By Londonist Last edited 132 months ago
Theatre Review: The Boy Who Kicked Pigs @ Jackson's Lane Theatre

The hardest part of this job, the quote-unquote theatre critic racket, is when you're required to approach something you greatly enjoyed from an objective viewpoint, weighing all the good parts against the bad ones even though usually with those kinds of shows it's hard to pick out bad parts. For example: Londonist greatly enjoyed The Boy Who Kicked Pigs. It's a very funny show, anarchic, energetic – and honestly that's probably all that matters for a £13 ticket.

This is an adaptation of Tom Baker's short novel of the same name, a darkly absurd tale in the style of a children's book with twisted Quentin Blake-esque illustrations. In the book and the show, Robert Caligari is that boy who kicked pigs – even though he kicks only one in the show, with a grandiose voice supplied by Oliver Jones – and subsequently plots murder in a string of events that don't make a lot of sense, but which are a lot of fun to watch unfold.

Theatre company Kill the Beast are five people, four of whom are on stage, playing roughly 200 characters apiece and often unrecognisable thanks to inhuanly swift costume changes and subtle shifts of voice, mannerisms, "aura". Particularly impressive are the pair of musical interludes and scenes of chaos towards the end of the show, with all four on stage and hopping about in a sequence that's more like a dance performance than it is a comedic one. While all four of them are excellent at what they do, most impressive is David Cumming as the titular Boy and hosts of others, showboating across and around the stage gloriously.

For The Boy Who Kicked Pigs the stage at Jackson's Lane is kept empty almost throughout the show except for a few chairs. The "sets", such as they are, are these intricate dioramas filmed and displayed behind the players. The setup is an interesting one, but it's not always effective – there's no real sense of space, so it's hard to get anchored in the universe. There is another issue, carried over from the source material: The Boy Who Kicked Pigs owes much to a twisted pseudo-gothic style that brings to mind Tim Burton's oeuvre, and as such never develops a visual style of its own. But, whatever, those filmed sets are gorgeous – they're on display in the foyer, too.
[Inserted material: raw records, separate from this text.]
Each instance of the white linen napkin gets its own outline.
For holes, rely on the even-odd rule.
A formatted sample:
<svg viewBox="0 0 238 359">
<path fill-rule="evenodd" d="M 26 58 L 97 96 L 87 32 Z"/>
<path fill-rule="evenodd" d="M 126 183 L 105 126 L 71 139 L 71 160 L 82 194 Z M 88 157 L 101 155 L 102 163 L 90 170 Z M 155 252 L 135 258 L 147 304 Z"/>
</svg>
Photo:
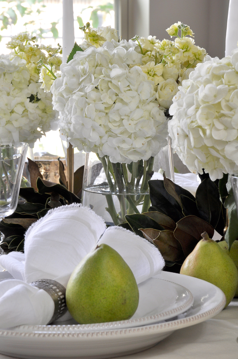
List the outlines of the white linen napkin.
<svg viewBox="0 0 238 359">
<path fill-rule="evenodd" d="M 164 261 L 153 244 L 120 227 L 105 229 L 101 217 L 75 204 L 52 210 L 32 225 L 25 236 L 24 254 L 0 256 L 0 266 L 15 279 L 0 282 L 0 328 L 47 324 L 54 311 L 53 300 L 28 283 L 47 279 L 66 287 L 74 268 L 98 242 L 119 253 L 138 284 L 162 270 Z"/>
</svg>

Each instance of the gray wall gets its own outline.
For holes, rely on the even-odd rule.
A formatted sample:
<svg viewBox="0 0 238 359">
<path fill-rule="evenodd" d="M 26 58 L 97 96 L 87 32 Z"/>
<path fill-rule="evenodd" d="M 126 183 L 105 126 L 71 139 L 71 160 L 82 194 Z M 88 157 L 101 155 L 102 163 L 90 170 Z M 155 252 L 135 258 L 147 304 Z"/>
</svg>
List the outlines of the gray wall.
<svg viewBox="0 0 238 359">
<path fill-rule="evenodd" d="M 156 35 L 160 39 L 169 38 L 165 29 L 179 21 L 190 27 L 196 45 L 205 48 L 210 56 L 221 58 L 225 56 L 229 0 L 128 1 L 127 31 L 125 34 L 127 38 L 137 34 L 145 37 Z"/>
</svg>

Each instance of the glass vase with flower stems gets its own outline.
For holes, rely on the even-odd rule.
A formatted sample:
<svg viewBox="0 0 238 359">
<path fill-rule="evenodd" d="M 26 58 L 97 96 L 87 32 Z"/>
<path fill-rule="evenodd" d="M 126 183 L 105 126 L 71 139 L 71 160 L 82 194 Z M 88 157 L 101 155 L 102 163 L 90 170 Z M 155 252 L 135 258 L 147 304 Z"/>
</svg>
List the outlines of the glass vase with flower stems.
<svg viewBox="0 0 238 359">
<path fill-rule="evenodd" d="M 0 220 L 17 206 L 28 144 L 0 142 Z M 0 232 L 0 238 L 4 236 Z"/>
<path fill-rule="evenodd" d="M 174 180 L 170 143 L 156 157 L 157 166 Z M 113 163 L 109 156 L 93 152 L 85 159 L 82 202 L 102 216 L 106 223 L 117 225 L 127 214 L 143 213 L 151 205 L 148 181 L 154 172 L 155 158 L 130 163 Z"/>
</svg>

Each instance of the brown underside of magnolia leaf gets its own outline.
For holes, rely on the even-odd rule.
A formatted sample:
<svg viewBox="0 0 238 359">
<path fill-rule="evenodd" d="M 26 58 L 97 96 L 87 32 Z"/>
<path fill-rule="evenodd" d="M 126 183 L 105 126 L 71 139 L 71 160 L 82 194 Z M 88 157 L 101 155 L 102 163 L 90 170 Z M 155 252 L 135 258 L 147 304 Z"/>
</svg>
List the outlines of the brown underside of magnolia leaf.
<svg viewBox="0 0 238 359">
<path fill-rule="evenodd" d="M 20 224 L 26 229 L 29 228 L 32 223 L 34 223 L 38 220 L 38 219 L 33 218 L 4 218 L 3 219 L 5 223 Z"/>
</svg>

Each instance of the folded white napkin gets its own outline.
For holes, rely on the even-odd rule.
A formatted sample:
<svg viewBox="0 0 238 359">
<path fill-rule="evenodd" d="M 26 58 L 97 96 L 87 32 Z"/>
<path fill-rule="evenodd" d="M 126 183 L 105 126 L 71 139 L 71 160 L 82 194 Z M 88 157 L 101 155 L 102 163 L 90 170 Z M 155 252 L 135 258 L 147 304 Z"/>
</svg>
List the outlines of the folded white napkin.
<svg viewBox="0 0 238 359">
<path fill-rule="evenodd" d="M 105 229 L 101 217 L 75 204 L 52 210 L 34 223 L 25 234 L 24 254 L 0 256 L 0 266 L 15 278 L 0 281 L 0 328 L 47 324 L 54 312 L 53 300 L 28 283 L 47 279 L 66 287 L 73 269 L 97 243 L 117 251 L 138 284 L 162 270 L 164 260 L 153 244 L 120 227 Z M 66 314 L 62 320 L 70 317 Z"/>
</svg>

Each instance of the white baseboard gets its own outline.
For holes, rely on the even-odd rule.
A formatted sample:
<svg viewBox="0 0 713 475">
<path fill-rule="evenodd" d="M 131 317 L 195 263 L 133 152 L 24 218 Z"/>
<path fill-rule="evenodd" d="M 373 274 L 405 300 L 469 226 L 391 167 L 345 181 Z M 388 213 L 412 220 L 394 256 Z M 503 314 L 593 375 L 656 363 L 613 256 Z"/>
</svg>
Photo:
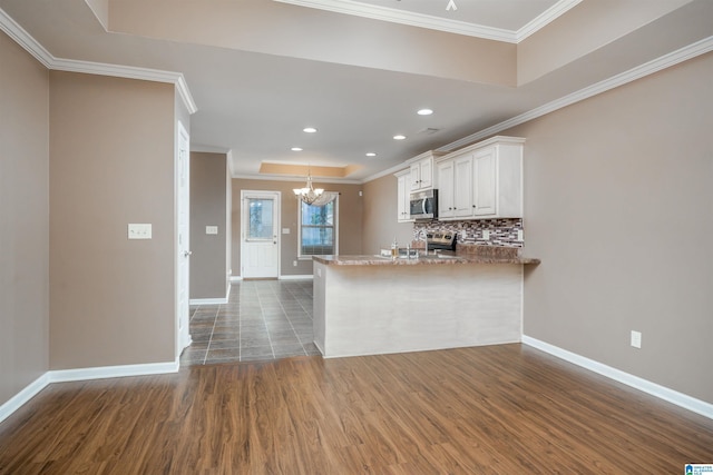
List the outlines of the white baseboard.
<svg viewBox="0 0 713 475">
<path fill-rule="evenodd" d="M 16 394 L 10 400 L 0 406 L 0 423 L 18 410 L 28 400 L 51 383 L 67 383 L 86 379 L 106 379 L 127 376 L 148 376 L 177 373 L 179 362 L 150 363 L 146 365 L 105 366 L 97 368 L 59 369 L 47 372 L 25 389 Z"/>
<path fill-rule="evenodd" d="M 227 297 L 226 298 L 192 298 L 191 300 L 188 300 L 188 305 L 191 305 L 191 306 L 195 306 L 195 305 L 223 305 L 223 304 L 227 304 Z"/>
<path fill-rule="evenodd" d="M 49 373 L 45 373 L 42 376 L 26 386 L 25 389 L 12 396 L 10 400 L 1 405 L 0 423 L 10 417 L 12 413 L 22 407 L 22 405 L 35 397 L 37 393 L 45 389 L 49 383 Z"/>
<path fill-rule="evenodd" d="M 227 291 L 225 298 L 192 298 L 188 305 L 224 305 L 228 303 L 231 297 L 231 281 L 227 283 Z"/>
<path fill-rule="evenodd" d="M 527 335 L 522 335 L 522 344 L 540 349 L 545 353 L 549 353 L 553 356 L 573 363 L 577 366 L 582 366 L 590 372 L 600 374 L 635 389 L 643 390 L 644 393 L 658 397 L 660 399 L 667 400 L 668 403 L 675 404 L 684 409 L 692 410 L 704 417 L 713 419 L 713 404 L 696 399 L 695 397 L 687 396 L 647 379 L 639 378 L 638 376 L 624 373 L 619 369 L 595 362 L 594 359 L 586 358 L 577 355 L 576 353 L 568 352 Z"/>
<path fill-rule="evenodd" d="M 120 378 L 126 376 L 163 375 L 178 372 L 178 359 L 169 363 L 145 365 L 101 366 L 97 368 L 59 369 L 49 372 L 50 383 L 66 383 L 86 379 Z"/>
<path fill-rule="evenodd" d="M 232 283 L 240 283 L 243 280 L 241 276 L 231 276 Z M 305 274 L 300 276 L 280 276 L 277 280 L 312 280 L 312 274 Z"/>
<path fill-rule="evenodd" d="M 280 276 L 280 280 L 312 280 L 314 276 L 312 274 L 305 274 L 301 276 Z"/>
</svg>

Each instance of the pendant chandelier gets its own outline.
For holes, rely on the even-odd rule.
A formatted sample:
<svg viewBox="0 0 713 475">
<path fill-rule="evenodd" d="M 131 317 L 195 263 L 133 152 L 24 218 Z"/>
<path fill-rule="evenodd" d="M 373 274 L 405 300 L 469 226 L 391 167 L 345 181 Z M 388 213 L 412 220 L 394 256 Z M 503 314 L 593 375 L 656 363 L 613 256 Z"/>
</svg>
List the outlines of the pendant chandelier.
<svg viewBox="0 0 713 475">
<path fill-rule="evenodd" d="M 314 187 L 312 186 L 312 174 L 310 172 L 310 170 L 307 170 L 307 184 L 305 185 L 305 187 L 295 188 L 292 191 L 294 191 L 294 195 L 307 205 L 312 205 L 324 192 L 322 188 L 314 189 Z"/>
</svg>

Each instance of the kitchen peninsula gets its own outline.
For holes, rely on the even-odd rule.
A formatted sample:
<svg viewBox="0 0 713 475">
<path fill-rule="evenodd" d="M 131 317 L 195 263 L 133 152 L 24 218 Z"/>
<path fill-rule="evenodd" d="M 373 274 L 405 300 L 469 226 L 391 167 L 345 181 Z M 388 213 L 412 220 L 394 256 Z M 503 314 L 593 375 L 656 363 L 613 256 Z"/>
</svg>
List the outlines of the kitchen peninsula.
<svg viewBox="0 0 713 475">
<path fill-rule="evenodd" d="M 519 249 L 413 259 L 314 257 L 314 343 L 324 357 L 520 342 Z"/>
</svg>

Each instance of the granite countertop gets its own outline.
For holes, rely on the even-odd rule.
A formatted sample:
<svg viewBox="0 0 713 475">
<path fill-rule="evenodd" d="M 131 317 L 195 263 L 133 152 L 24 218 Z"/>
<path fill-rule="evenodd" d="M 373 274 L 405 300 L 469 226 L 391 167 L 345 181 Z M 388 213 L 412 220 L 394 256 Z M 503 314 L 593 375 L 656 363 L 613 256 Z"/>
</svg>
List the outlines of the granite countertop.
<svg viewBox="0 0 713 475">
<path fill-rule="evenodd" d="M 462 264 L 539 264 L 540 260 L 522 257 L 518 248 L 495 246 L 462 246 L 457 253 L 443 253 L 441 257 L 429 255 L 418 259 L 391 258 L 377 255 L 313 256 L 312 259 L 328 266 L 430 266 Z"/>
</svg>

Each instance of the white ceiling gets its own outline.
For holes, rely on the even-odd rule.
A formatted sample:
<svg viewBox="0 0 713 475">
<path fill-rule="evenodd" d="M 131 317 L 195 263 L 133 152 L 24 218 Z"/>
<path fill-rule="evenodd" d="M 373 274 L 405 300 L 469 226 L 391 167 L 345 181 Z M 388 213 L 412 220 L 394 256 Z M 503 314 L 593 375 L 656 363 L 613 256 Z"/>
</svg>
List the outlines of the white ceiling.
<svg viewBox="0 0 713 475">
<path fill-rule="evenodd" d="M 91 0 L 95 9 L 96 3 L 102 1 Z M 192 1 L 186 0 L 186 3 Z M 579 4 L 555 0 L 453 0 L 458 7 L 456 11 L 446 10 L 448 0 L 285 1 L 241 0 L 244 2 L 241 4 L 248 4 L 247 12 L 267 21 L 272 18 L 267 13 L 284 12 L 290 19 L 306 12 L 299 17 L 301 21 L 309 21 L 300 23 L 309 26 L 301 33 L 304 38 L 312 33 L 324 34 L 322 30 L 315 30 L 325 24 L 324 31 L 330 31 L 330 26 L 344 18 L 341 16 L 345 13 L 334 12 L 334 3 L 350 3 L 350 8 L 361 3 L 365 11 L 371 7 L 388 8 L 400 11 L 402 17 L 418 13 L 432 16 L 439 21 L 476 21 L 476 30 L 486 28 L 515 33 L 528 24 L 538 24 L 537 28 L 546 31 L 555 24 L 553 20 L 559 23 L 558 28 L 566 27 L 567 21 L 582 21 L 578 16 L 584 14 L 585 7 L 592 8 L 589 0 Z M 305 7 L 305 1 L 312 4 Z M 296 2 L 303 4 L 294 4 Z M 0 0 L 0 9 L 53 58 L 183 73 L 197 106 L 197 112 L 191 119 L 192 149 L 231 151 L 234 176 L 258 176 L 263 161 L 339 167 L 359 165 L 362 168 L 345 181 L 360 182 L 423 151 L 448 148 L 463 137 L 554 103 L 713 33 L 710 31 L 713 29 L 713 2 L 709 0 L 634 0 L 625 7 L 622 7 L 624 3 L 609 3 L 628 9 L 621 14 L 636 19 L 636 2 L 639 2 L 642 18 L 645 18 L 637 28 L 627 24 L 626 31 L 617 33 L 615 40 L 598 44 L 588 55 L 573 57 L 547 75 L 517 87 L 448 75 L 414 73 L 408 68 L 390 69 L 389 65 L 369 67 L 341 61 L 339 56 L 336 60 L 315 59 L 303 55 L 306 47 L 299 53 L 286 53 L 287 49 L 279 41 L 277 30 L 274 33 L 266 31 L 265 34 L 270 36 L 261 37 L 257 42 L 251 43 L 251 38 L 238 38 L 240 42 L 234 38 L 241 31 L 250 30 L 250 26 L 240 24 L 241 18 L 235 19 L 234 30 L 216 27 L 218 33 L 204 39 L 197 34 L 191 37 L 193 30 L 185 37 L 172 37 L 170 32 L 164 31 L 166 27 L 163 23 L 156 23 L 155 34 L 153 30 L 149 33 L 107 32 L 85 0 Z M 194 4 L 217 8 L 221 1 L 206 0 Z M 652 12 L 655 8 L 658 10 Z M 262 9 L 266 13 L 260 17 Z M 349 39 L 354 39 L 354 42 L 356 39 L 374 40 L 374 34 L 387 34 L 394 28 L 410 28 L 398 30 L 398 33 L 408 36 L 423 31 L 394 24 L 403 22 L 395 21 L 393 16 L 389 16 L 387 22 L 373 19 L 372 13 L 369 11 L 370 19 L 362 20 L 363 23 L 349 23 L 352 30 L 332 31 L 330 34 L 333 37 L 322 37 L 320 43 L 329 43 L 331 39 L 339 39 L 342 43 Z M 172 12 L 165 14 L 169 18 Z M 544 14 L 546 21 L 543 21 Z M 274 18 L 275 28 L 300 27 L 291 26 L 289 21 L 279 23 L 280 18 Z M 592 18 L 592 21 L 606 20 L 604 17 Z M 199 19 L 195 22 L 198 23 Z M 617 26 L 616 21 L 613 23 Z M 440 24 L 445 23 L 441 21 Z M 662 34 L 662 31 L 666 33 Z M 381 59 L 380 53 L 390 50 L 389 43 L 377 41 L 374 44 L 377 49 L 367 56 L 364 63 Z M 567 44 L 550 48 L 566 50 Z M 419 53 L 429 55 L 429 51 Z M 466 62 L 477 60 L 466 50 L 452 51 L 452 55 Z M 422 107 L 433 109 L 434 113 L 418 116 L 416 111 Z M 319 132 L 305 135 L 302 129 L 306 126 L 316 127 Z M 436 131 L 427 132 L 427 129 Z M 395 141 L 392 139 L 395 133 L 408 138 Z M 290 150 L 292 147 L 304 150 L 293 152 Z M 378 156 L 365 157 L 369 151 Z"/>
</svg>

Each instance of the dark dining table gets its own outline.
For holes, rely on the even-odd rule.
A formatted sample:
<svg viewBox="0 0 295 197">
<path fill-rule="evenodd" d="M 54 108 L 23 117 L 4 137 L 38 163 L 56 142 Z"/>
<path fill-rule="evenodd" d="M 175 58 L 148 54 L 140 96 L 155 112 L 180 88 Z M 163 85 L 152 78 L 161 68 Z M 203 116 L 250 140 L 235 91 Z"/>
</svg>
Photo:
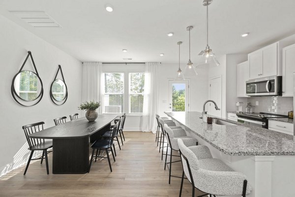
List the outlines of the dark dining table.
<svg viewBox="0 0 295 197">
<path fill-rule="evenodd" d="M 89 144 L 102 131 L 107 131 L 117 115 L 98 115 L 95 121 L 85 117 L 67 122 L 31 134 L 30 138 L 52 139 L 52 173 L 76 174 L 87 172 Z"/>
</svg>

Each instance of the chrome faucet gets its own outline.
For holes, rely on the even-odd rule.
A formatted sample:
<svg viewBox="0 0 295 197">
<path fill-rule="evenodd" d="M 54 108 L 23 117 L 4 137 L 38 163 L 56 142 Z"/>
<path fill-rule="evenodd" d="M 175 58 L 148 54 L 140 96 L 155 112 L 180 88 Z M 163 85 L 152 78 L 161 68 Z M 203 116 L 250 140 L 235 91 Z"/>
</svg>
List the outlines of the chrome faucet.
<svg viewBox="0 0 295 197">
<path fill-rule="evenodd" d="M 203 118 L 204 114 L 205 114 L 206 113 L 205 106 L 206 105 L 206 103 L 208 103 L 209 102 L 213 103 L 215 105 L 215 110 L 220 110 L 220 109 L 219 108 L 218 108 L 218 107 L 217 106 L 217 104 L 216 104 L 216 103 L 215 103 L 215 102 L 214 101 L 213 101 L 212 100 L 208 100 L 205 101 L 205 102 L 204 103 L 204 105 L 203 105 L 203 113 L 202 113 L 202 118 Z"/>
</svg>

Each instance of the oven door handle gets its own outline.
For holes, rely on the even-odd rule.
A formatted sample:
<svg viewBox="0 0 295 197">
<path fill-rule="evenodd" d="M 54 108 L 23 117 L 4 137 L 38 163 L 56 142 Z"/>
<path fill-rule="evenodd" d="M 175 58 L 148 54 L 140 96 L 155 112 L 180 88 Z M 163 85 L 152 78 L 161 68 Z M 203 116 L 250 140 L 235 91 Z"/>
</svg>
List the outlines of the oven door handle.
<svg viewBox="0 0 295 197">
<path fill-rule="evenodd" d="M 264 125 L 264 126 L 266 124 L 265 122 L 260 122 L 259 121 L 250 120 L 250 119 L 242 118 L 240 118 L 240 117 L 237 118 L 237 120 L 243 120 L 246 122 L 252 122 L 252 123 L 255 123 L 255 124 L 260 124 L 261 125 Z"/>
<path fill-rule="evenodd" d="M 270 90 L 269 90 L 269 88 L 268 87 L 268 85 L 269 84 L 270 81 L 269 81 L 269 80 L 267 81 L 267 82 L 266 82 L 266 91 L 267 92 L 269 92 L 269 91 L 270 91 Z"/>
</svg>

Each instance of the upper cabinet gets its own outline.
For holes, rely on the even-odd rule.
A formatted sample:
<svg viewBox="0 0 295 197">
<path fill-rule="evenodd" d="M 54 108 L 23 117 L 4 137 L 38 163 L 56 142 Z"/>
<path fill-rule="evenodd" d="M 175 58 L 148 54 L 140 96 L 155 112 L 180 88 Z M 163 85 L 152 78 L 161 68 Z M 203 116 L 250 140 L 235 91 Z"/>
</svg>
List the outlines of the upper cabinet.
<svg viewBox="0 0 295 197">
<path fill-rule="evenodd" d="M 293 96 L 295 44 L 283 48 L 283 96 Z"/>
<path fill-rule="evenodd" d="M 240 63 L 236 65 L 236 96 L 248 97 L 246 95 L 246 81 L 249 79 L 249 62 Z"/>
<path fill-rule="evenodd" d="M 279 74 L 277 42 L 248 55 L 249 79 Z"/>
</svg>

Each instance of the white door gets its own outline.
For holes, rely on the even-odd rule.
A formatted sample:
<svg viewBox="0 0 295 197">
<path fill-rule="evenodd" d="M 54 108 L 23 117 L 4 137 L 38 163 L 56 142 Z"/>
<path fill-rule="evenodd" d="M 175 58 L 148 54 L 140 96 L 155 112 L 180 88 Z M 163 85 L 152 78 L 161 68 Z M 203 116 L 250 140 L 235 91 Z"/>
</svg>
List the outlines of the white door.
<svg viewBox="0 0 295 197">
<path fill-rule="evenodd" d="M 211 102 L 208 103 L 208 113 L 210 115 L 221 117 L 222 85 L 221 76 L 211 78 L 209 80 L 209 99 L 215 101 L 220 110 L 216 110 L 215 105 Z"/>
<path fill-rule="evenodd" d="M 169 111 L 189 111 L 188 82 L 169 80 Z"/>
</svg>

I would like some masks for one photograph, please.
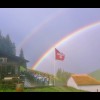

Likewise, some of the scene changes are abrupt and the characters, some of them only on-stage for a single scene, don't get much chance to be fleshed out into full comedic entities. As a whole, it's not fully cohesive. It feels sort of random. Like we said, it doesn't make a lot of sense, but perhaps it doesn't have to: Kill the Beast carry the skeletal narrative with excellent wordplay, memorable character bits, and an unexpectedly heartbreaking climax.

Here's the objective view, then: The Boy Who Kicked Pigs is very funny, but after all the laughter, your face will hurt by the end of it.

The Boy Who Kicked Pigs is at the Jackson's Lane Theatre, Highgate, until 16 March. Tickets £14.95 /£12.95 available at the Jackson's Lane website.